Clark was so desperate to get The Many Aspects of Mobile Home Living published that he promised God he’d give all the proceeds to his church. Stuart Presbyterian has been the beneficiary of that book’s proceeds, a pledge Clark says he didn’t dare go back on.

The protagonist in Many Aspects is also a judge, albeit a heavy drinking, pot smoking jurist. Clark says many people showed up to his readings expecting the “fun, free-wheeling Judge Evers Wheeling,” not a “buttoned up, boring judge.”

Publisher Alfred Knopf sent Clark on his first book tour with Jay McInerney, author of the cocaine-fueled Bright Lights, Big City, to show him the ropes. Says Clark, McInerney was “a delight to work with,” who was very handsome, had groupies and stalkers, and who offered to let debut novelist Clark be the headliner.

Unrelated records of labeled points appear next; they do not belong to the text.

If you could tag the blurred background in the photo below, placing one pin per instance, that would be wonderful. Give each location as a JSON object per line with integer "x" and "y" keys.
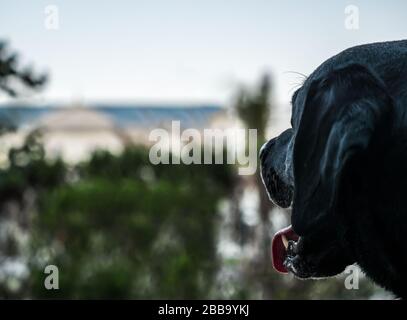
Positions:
{"x": 82, "y": 84}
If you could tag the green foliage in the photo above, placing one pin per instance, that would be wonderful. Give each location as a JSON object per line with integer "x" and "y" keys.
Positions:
{"x": 253, "y": 108}
{"x": 127, "y": 229}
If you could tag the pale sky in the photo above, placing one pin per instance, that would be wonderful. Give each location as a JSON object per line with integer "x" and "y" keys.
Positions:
{"x": 185, "y": 50}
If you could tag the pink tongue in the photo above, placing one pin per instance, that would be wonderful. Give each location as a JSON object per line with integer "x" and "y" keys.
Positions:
{"x": 278, "y": 249}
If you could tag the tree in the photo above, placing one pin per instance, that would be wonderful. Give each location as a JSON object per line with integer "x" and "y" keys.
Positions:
{"x": 254, "y": 107}
{"x": 14, "y": 79}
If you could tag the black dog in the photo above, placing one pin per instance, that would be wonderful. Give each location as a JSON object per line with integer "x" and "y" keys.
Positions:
{"x": 343, "y": 168}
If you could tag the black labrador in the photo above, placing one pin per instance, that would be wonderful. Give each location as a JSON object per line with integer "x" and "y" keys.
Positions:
{"x": 342, "y": 167}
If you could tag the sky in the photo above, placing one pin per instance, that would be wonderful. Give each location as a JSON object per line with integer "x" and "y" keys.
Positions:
{"x": 186, "y": 51}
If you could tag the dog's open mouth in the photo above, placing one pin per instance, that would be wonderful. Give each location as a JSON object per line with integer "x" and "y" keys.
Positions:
{"x": 283, "y": 243}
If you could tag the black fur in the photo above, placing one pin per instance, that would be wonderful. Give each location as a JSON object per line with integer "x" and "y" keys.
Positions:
{"x": 343, "y": 166}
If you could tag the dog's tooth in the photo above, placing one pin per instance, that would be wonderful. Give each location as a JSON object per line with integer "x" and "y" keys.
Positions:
{"x": 285, "y": 241}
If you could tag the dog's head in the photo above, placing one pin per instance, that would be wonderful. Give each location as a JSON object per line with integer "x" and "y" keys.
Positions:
{"x": 336, "y": 116}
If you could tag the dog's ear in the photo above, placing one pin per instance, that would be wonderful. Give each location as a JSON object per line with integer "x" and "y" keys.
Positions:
{"x": 342, "y": 113}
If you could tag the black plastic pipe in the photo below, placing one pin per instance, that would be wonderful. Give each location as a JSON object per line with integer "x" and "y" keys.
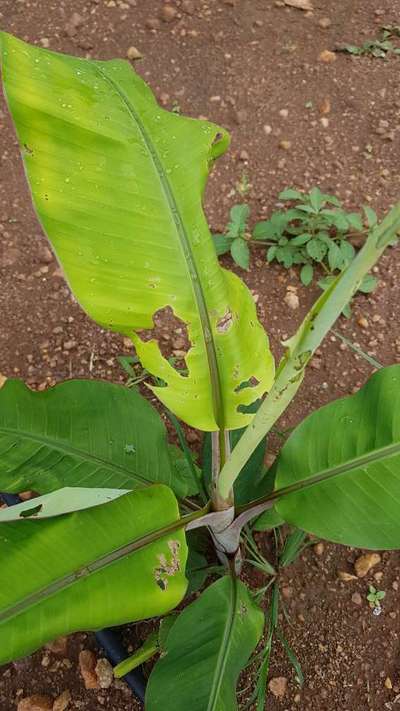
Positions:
{"x": 108, "y": 639}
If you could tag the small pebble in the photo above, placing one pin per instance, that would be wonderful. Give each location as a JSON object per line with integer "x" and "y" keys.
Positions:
{"x": 168, "y": 13}
{"x": 325, "y": 22}
{"x": 327, "y": 56}
{"x": 133, "y": 53}
{"x": 365, "y": 563}
{"x": 278, "y": 686}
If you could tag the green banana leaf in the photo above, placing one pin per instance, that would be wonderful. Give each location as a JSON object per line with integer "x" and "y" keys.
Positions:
{"x": 82, "y": 433}
{"x": 117, "y": 183}
{"x": 90, "y": 569}
{"x": 206, "y": 649}
{"x": 350, "y": 449}
{"x": 62, "y": 501}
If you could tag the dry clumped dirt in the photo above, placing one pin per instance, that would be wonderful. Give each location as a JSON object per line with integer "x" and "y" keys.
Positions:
{"x": 255, "y": 67}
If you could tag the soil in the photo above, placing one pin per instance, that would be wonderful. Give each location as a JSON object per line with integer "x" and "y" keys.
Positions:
{"x": 253, "y": 66}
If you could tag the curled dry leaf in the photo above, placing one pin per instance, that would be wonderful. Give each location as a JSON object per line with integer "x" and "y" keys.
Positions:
{"x": 300, "y": 4}
{"x": 346, "y": 577}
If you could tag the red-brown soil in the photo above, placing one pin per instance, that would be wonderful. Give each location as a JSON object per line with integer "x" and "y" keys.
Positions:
{"x": 240, "y": 63}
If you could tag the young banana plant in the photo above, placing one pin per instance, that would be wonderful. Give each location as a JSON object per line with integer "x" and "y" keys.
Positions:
{"x": 117, "y": 184}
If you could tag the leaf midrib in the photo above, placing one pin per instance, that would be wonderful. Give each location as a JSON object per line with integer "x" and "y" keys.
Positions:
{"x": 92, "y": 568}
{"x": 73, "y": 452}
{"x": 216, "y": 388}
{"x": 224, "y": 648}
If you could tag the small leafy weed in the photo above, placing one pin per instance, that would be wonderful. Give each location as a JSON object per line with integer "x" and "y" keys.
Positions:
{"x": 313, "y": 231}
{"x": 379, "y": 48}
{"x": 374, "y": 598}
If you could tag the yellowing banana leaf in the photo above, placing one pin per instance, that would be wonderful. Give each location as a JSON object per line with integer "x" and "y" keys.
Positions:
{"x": 90, "y": 569}
{"x": 117, "y": 183}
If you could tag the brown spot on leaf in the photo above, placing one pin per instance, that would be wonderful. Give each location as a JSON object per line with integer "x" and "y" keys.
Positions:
{"x": 225, "y": 323}
{"x": 168, "y": 569}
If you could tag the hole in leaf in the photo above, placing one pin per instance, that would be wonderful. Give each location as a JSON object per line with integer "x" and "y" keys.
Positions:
{"x": 173, "y": 348}
{"x": 31, "y": 512}
{"x": 225, "y": 323}
{"x": 250, "y": 383}
{"x": 217, "y": 138}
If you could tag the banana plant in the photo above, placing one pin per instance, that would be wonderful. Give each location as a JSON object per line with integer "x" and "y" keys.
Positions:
{"x": 117, "y": 184}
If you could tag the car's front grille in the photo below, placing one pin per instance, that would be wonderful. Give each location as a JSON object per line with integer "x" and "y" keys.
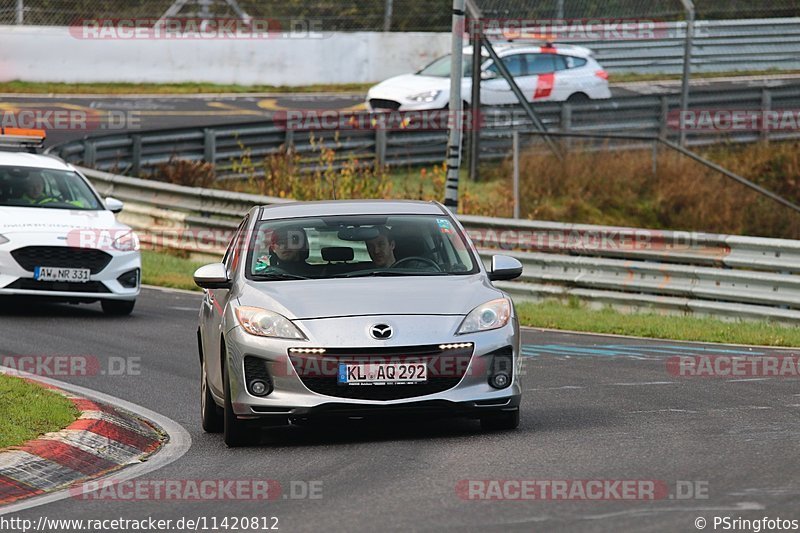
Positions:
{"x": 28, "y": 284}
{"x": 379, "y": 103}
{"x": 446, "y": 367}
{"x": 61, "y": 256}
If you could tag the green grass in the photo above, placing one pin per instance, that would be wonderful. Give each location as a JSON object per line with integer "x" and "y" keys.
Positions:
{"x": 167, "y": 270}
{"x": 576, "y": 317}
{"x": 30, "y": 410}
{"x": 28, "y": 87}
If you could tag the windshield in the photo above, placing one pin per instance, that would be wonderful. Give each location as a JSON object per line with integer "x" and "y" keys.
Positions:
{"x": 46, "y": 189}
{"x": 358, "y": 246}
{"x": 441, "y": 67}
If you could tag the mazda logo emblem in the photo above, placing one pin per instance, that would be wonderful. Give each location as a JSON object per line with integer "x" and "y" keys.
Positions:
{"x": 381, "y": 331}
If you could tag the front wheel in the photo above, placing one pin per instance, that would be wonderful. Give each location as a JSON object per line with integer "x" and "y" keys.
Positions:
{"x": 235, "y": 431}
{"x": 506, "y": 420}
{"x": 118, "y": 307}
{"x": 212, "y": 415}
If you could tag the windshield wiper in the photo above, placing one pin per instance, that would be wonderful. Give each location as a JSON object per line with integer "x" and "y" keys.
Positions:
{"x": 388, "y": 273}
{"x": 276, "y": 277}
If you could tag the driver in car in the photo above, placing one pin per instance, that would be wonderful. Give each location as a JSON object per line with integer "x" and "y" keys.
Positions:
{"x": 381, "y": 248}
{"x": 35, "y": 195}
{"x": 34, "y": 191}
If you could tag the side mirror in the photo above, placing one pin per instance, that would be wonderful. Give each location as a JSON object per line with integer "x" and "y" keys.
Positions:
{"x": 504, "y": 268}
{"x": 213, "y": 276}
{"x": 114, "y": 205}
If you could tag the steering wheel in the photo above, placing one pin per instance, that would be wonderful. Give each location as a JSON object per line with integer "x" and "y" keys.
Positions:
{"x": 419, "y": 259}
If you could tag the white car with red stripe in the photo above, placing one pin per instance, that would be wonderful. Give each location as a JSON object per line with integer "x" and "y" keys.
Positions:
{"x": 550, "y": 73}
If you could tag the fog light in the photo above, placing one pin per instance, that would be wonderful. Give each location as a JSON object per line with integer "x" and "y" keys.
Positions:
{"x": 258, "y": 387}
{"x": 500, "y": 380}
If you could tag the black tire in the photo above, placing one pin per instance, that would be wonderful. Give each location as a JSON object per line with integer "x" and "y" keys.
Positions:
{"x": 212, "y": 414}
{"x": 506, "y": 420}
{"x": 236, "y": 432}
{"x": 578, "y": 98}
{"x": 118, "y": 307}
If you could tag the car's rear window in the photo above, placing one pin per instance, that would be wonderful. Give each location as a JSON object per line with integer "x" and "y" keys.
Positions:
{"x": 355, "y": 246}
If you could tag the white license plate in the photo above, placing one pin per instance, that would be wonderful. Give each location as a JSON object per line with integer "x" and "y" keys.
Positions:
{"x": 78, "y": 275}
{"x": 382, "y": 373}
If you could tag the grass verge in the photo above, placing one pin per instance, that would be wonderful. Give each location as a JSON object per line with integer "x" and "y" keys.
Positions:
{"x": 576, "y": 317}
{"x": 30, "y": 410}
{"x": 29, "y": 87}
{"x": 171, "y": 271}
{"x": 167, "y": 270}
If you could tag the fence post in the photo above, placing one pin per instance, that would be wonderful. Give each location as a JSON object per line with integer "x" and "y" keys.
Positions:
{"x": 89, "y": 153}
{"x": 663, "y": 124}
{"x": 209, "y": 146}
{"x": 766, "y": 105}
{"x": 566, "y": 122}
{"x": 515, "y": 157}
{"x": 380, "y": 148}
{"x": 136, "y": 154}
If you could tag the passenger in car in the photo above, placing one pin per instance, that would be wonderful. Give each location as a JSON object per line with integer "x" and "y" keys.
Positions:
{"x": 381, "y": 248}
{"x": 288, "y": 251}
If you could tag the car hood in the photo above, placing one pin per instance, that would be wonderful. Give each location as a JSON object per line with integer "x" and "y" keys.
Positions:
{"x": 409, "y": 84}
{"x": 41, "y": 219}
{"x": 407, "y": 295}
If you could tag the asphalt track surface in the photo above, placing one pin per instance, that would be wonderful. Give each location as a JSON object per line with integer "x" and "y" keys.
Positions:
{"x": 114, "y": 114}
{"x": 594, "y": 407}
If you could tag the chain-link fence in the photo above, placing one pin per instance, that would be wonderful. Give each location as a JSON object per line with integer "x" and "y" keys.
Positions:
{"x": 382, "y": 15}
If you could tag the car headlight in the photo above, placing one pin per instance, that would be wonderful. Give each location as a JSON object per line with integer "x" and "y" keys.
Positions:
{"x": 428, "y": 96}
{"x": 491, "y": 315}
{"x": 263, "y": 323}
{"x": 127, "y": 242}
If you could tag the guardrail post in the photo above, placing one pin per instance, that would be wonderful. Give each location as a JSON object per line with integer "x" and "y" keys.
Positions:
{"x": 663, "y": 124}
{"x": 89, "y": 153}
{"x": 136, "y": 154}
{"x": 766, "y": 105}
{"x": 380, "y": 147}
{"x": 210, "y": 146}
{"x": 566, "y": 122}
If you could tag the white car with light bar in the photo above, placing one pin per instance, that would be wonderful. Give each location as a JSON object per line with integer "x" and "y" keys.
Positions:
{"x": 549, "y": 73}
{"x": 58, "y": 239}
{"x": 355, "y": 309}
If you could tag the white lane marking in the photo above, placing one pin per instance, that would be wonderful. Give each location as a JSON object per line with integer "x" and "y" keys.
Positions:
{"x": 98, "y": 445}
{"x": 643, "y": 383}
{"x": 665, "y": 411}
{"x": 179, "y": 443}
{"x": 740, "y": 506}
{"x": 35, "y": 471}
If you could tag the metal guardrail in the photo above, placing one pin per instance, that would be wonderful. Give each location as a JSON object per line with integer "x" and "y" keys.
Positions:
{"x": 665, "y": 271}
{"x": 137, "y": 153}
{"x": 719, "y": 46}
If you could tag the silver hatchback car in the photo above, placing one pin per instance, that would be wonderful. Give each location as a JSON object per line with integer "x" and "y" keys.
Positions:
{"x": 355, "y": 309}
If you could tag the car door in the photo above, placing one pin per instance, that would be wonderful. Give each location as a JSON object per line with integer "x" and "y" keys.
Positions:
{"x": 541, "y": 82}
{"x": 497, "y": 91}
{"x": 214, "y": 303}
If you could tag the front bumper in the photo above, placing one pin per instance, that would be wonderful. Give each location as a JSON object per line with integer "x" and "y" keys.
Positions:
{"x": 16, "y": 280}
{"x": 292, "y": 397}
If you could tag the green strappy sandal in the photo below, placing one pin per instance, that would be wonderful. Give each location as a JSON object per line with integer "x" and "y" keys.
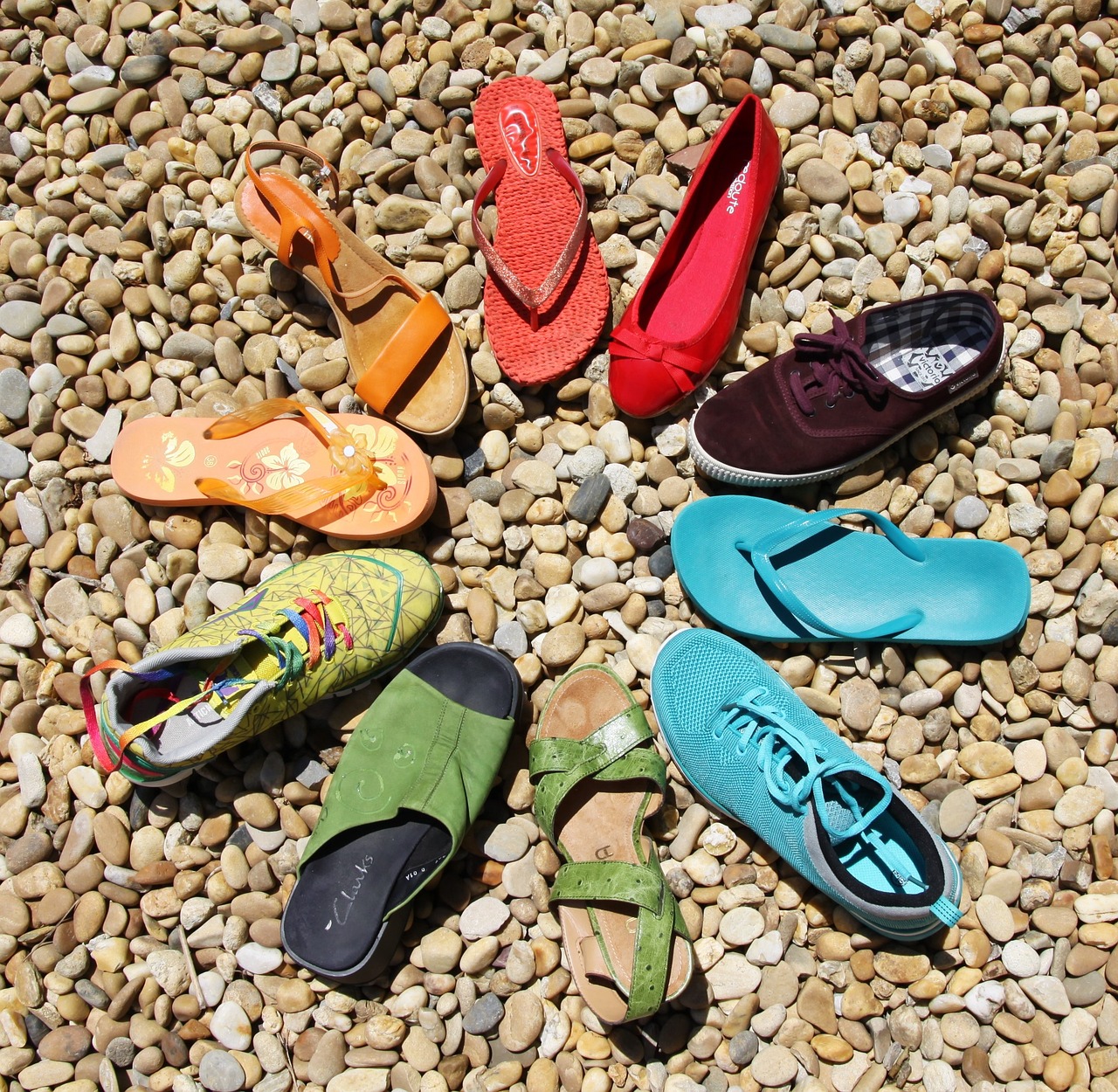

At a reading in Atlanta, a camo-dressed guy informed Clark that he could tell he wasn’t a pot smoker, because “pot didn’t make you hallucinate,” recalls Clark.

“The reason I could write Many Aspects is because I live in such a small town that every­body knows me,” says Clark. “The folks who wiped my nose and tied my mittens are here. If I were a drinker and stoner, everybody would know it. There’s no way you could do my job and be Evers Wheeling.”